We started with cloud software to see if we could find software to fit our needs. We ended up building our own apps focused on orchestration built around the needs of our customers.
It depends on the layer of the stack you are working in. Ops is using Chef, Puppet, and Ansible. One level above is using Docker containers. If they’re not using Docker, they’re using virtual machines with EC2 and APIs. Applications include NodeJS, Python, Java. C++ is fading, and Go is growing.
We use our own software to measure and build analytics around the UX to alert the client to issues and the root causes. We identify the problem, pattern replay automation with machine learning and artificial intelligence. We eliminate the noise and provide an accurate signal and diagnose ways to resolve the problem. The scale factor is critically important. How to manage existing data and be ready for smarter, flexible and scalable data.
We have our own; however, we don’t replace what the clients are using, we integrate with it. It's a three legged stool: 1) ALM (application lifecycle management); 2) Virt Con; and 3) Subversion. We support the enterprise version of Git enabling companies to deploy applications as they are built that are secure and scalable. Customers can consume our products as a service, on premise, or both.
We work with products in the insurance space around risk mitigation and underwriting. We redevelop tech migration in Citrix until we move to the cloud and then re-platform in the .Net stack.
We use Google Dremel cluster, similar to Cassandra and other big data solutions. We use Go as our applicant code as well as Node.JS and web stack with a backbone on top.
- We’re a Go shop – it’s the de-facto programming language for cloud software. We started using Go before it was fashionable. We use the right tools for the job – for example, JavaScript for dashboard even though we use Go heavily. It's easy for customers to extend platforms by using APIs.

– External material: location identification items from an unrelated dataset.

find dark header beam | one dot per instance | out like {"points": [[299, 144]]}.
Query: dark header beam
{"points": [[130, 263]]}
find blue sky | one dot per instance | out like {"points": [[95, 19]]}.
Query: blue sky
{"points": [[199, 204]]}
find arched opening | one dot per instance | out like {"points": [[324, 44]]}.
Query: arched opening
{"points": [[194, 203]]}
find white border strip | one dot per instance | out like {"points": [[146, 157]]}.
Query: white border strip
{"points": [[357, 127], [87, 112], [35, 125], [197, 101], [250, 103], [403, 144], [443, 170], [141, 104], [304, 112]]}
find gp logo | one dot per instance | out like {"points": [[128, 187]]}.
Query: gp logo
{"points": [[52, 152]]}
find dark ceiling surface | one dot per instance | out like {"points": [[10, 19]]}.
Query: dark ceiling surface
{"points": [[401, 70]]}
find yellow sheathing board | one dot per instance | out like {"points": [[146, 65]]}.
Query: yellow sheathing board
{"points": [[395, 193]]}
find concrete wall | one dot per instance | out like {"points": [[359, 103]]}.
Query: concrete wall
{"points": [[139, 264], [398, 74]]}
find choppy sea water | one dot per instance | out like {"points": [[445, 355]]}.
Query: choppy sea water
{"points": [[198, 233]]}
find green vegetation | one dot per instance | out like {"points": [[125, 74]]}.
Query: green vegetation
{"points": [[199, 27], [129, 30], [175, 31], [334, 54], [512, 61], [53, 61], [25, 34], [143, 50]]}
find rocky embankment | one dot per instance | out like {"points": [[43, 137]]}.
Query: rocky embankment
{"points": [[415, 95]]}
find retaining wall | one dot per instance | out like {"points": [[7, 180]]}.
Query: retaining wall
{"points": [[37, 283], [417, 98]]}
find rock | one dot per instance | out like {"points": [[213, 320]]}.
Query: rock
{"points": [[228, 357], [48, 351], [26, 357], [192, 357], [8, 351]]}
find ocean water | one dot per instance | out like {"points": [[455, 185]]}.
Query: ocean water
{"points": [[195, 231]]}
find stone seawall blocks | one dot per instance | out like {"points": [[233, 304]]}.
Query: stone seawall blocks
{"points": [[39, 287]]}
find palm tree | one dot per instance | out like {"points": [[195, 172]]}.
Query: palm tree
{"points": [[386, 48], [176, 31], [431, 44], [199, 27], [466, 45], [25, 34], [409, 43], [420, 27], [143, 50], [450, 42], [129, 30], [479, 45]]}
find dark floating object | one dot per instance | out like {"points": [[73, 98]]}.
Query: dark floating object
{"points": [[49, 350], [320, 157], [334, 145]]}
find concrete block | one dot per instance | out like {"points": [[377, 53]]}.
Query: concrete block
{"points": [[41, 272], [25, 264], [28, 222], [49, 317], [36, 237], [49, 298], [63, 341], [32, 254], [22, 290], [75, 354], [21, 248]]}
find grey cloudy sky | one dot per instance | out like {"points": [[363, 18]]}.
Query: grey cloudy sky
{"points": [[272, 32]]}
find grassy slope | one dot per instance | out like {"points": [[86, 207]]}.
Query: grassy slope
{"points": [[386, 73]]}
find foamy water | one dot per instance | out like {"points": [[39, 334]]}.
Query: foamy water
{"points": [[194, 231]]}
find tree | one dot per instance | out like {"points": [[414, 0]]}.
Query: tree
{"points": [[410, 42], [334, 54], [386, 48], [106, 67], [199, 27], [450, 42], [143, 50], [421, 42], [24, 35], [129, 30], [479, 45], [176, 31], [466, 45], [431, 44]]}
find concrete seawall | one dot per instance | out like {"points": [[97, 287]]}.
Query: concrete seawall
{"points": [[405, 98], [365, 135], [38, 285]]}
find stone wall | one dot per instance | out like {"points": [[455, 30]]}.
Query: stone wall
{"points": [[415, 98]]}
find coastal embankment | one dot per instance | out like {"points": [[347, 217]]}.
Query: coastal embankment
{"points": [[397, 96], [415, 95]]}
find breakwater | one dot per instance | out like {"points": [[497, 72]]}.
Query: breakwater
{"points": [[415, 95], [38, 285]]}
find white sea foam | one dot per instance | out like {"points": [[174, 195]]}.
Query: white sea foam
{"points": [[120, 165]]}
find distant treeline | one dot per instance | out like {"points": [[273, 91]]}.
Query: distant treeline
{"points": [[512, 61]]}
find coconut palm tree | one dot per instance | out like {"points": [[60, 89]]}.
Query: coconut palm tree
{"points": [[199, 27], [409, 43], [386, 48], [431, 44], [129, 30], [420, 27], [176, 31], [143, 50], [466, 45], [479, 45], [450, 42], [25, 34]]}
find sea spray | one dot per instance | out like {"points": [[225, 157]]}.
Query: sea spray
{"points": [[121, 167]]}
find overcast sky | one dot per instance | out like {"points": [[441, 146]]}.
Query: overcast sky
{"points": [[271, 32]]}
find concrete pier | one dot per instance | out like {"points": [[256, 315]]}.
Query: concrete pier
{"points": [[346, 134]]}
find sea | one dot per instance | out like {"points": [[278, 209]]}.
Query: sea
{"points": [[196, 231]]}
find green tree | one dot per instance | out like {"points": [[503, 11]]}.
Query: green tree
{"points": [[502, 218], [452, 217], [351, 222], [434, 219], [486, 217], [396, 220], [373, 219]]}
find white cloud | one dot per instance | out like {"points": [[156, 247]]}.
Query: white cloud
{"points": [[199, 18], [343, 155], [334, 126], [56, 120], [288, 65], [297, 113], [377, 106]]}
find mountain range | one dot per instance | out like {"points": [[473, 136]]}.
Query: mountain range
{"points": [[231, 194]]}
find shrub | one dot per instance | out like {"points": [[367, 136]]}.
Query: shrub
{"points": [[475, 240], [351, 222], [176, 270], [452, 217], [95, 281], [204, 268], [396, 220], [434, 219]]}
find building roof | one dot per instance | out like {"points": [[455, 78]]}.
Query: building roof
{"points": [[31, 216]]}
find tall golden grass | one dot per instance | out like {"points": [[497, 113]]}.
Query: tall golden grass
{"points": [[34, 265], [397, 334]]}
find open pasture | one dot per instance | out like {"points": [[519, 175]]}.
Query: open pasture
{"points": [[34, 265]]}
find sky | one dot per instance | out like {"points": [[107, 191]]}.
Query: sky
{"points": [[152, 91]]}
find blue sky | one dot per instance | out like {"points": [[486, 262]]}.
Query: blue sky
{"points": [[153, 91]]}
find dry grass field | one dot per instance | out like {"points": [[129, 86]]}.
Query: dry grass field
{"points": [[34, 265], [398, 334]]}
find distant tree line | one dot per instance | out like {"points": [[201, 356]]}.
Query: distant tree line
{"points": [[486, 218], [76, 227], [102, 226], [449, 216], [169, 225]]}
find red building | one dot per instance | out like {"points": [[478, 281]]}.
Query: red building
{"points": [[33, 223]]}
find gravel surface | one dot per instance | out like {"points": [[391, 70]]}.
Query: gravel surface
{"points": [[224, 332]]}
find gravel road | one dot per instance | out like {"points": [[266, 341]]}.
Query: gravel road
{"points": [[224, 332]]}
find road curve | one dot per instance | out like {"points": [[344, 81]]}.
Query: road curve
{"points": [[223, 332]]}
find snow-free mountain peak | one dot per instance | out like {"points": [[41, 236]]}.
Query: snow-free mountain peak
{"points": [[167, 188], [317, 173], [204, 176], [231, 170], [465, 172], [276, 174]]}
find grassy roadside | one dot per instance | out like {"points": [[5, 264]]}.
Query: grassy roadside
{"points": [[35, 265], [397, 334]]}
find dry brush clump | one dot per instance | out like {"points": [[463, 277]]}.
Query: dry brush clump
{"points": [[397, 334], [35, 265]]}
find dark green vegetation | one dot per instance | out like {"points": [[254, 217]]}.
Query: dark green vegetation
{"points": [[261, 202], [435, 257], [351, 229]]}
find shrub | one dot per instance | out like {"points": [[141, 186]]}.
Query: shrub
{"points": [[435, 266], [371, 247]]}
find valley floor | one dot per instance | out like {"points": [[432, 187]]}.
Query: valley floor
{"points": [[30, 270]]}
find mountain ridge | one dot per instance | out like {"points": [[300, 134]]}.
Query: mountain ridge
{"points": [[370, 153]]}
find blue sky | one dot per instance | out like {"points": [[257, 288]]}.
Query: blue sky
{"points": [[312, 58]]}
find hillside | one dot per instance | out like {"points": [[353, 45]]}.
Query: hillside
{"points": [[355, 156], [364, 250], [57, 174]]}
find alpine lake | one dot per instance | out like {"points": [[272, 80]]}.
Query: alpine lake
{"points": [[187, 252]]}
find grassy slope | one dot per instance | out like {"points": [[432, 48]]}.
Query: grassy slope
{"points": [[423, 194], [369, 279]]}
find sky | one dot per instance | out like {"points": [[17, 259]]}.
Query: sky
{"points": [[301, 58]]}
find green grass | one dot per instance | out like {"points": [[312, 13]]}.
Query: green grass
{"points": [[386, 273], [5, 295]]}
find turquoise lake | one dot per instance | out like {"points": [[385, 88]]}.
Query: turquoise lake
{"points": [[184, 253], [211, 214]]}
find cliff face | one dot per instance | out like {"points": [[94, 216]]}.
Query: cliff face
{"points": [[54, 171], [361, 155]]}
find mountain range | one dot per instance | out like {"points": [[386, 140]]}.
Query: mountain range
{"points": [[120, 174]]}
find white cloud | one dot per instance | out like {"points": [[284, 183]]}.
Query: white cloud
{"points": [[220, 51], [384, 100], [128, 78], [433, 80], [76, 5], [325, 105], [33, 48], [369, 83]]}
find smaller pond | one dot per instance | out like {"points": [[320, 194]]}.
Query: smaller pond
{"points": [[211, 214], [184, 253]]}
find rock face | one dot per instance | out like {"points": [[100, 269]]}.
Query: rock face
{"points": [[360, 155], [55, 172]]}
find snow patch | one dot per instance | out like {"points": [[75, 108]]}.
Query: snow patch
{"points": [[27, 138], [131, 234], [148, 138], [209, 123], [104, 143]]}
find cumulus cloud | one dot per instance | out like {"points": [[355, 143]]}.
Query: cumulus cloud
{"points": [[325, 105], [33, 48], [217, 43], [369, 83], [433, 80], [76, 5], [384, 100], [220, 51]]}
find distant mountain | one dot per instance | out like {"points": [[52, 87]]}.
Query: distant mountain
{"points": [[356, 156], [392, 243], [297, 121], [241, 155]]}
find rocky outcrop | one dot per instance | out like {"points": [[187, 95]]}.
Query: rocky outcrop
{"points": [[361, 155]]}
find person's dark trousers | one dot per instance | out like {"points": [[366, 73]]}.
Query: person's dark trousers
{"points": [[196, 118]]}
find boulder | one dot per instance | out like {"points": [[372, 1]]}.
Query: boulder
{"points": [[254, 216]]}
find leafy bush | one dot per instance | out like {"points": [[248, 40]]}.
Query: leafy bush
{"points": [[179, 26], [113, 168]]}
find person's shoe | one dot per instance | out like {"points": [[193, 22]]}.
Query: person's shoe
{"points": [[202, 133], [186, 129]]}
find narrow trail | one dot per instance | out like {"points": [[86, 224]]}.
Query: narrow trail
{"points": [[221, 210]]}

- Build from scratch using the AWS stack, Elastic Search for analytics, Chef for orchestration, Angular for the UI, the Spring framework, and a spectrum of other technology including 52 micro services. If you don’t want to run on one cloud you can move to another. We are architected to be platform agnostic using Couchbase.
We used the Go language from Google, a combination of pieces of the stack (i.e. Cassandra, Spark, JavaScript, AngularJS) and then wrote what we needed to integrate everything.
When developing software, we have the identification converted into production implemented by developers. If the steps between development and operations happen manually then it’s not scalable. To launch more frequently you need an automated pipeline. All steps need to be organized in the pipeline. Jenkins implements a repeatable logic that can be automated.
Different technologies. We started with Ruby on Rails and it wasn’t scalable so we rewrote everything in Node.JS. We also use MongoDB for our databases, Redis for caching, and we were an early adopter of Docker almost three years ago before there was a community. We built our own management layer.
Microsoft technologies — .Net, SQL, Python, MySQL, Ruby on Rails, Web Logic. We are migrating front end applications and running a balanced platform.
Use visual process design to design a data model running on Cloud Foundry. We work on the entire lifecycle of an app – operating, use, monitoring, closed-loop.
NGINX was developed by Igor Sysoev in 2002 to handle more traffic without additional hardware.
Tools used include: Java, Ruby on Rails, .Net. We also work on Apple iOS and Google Android. We run on Amazon Hosted Services and Open Stack.
We're a wide, multi-tenant platform using primarily C++ and Java.
SQL, MySQL for transactions and account setting. MongoDB for events related data. Sharding of MySQL by customer account to scale out over time. We support geographic expansion. We’re doing more work that includes Europe. This has increased requirements for data storage and transfer and can add constraints on scaling the data architecture.
Is this consistent with the software you and your organization use to develop and deploy applications in the cloud?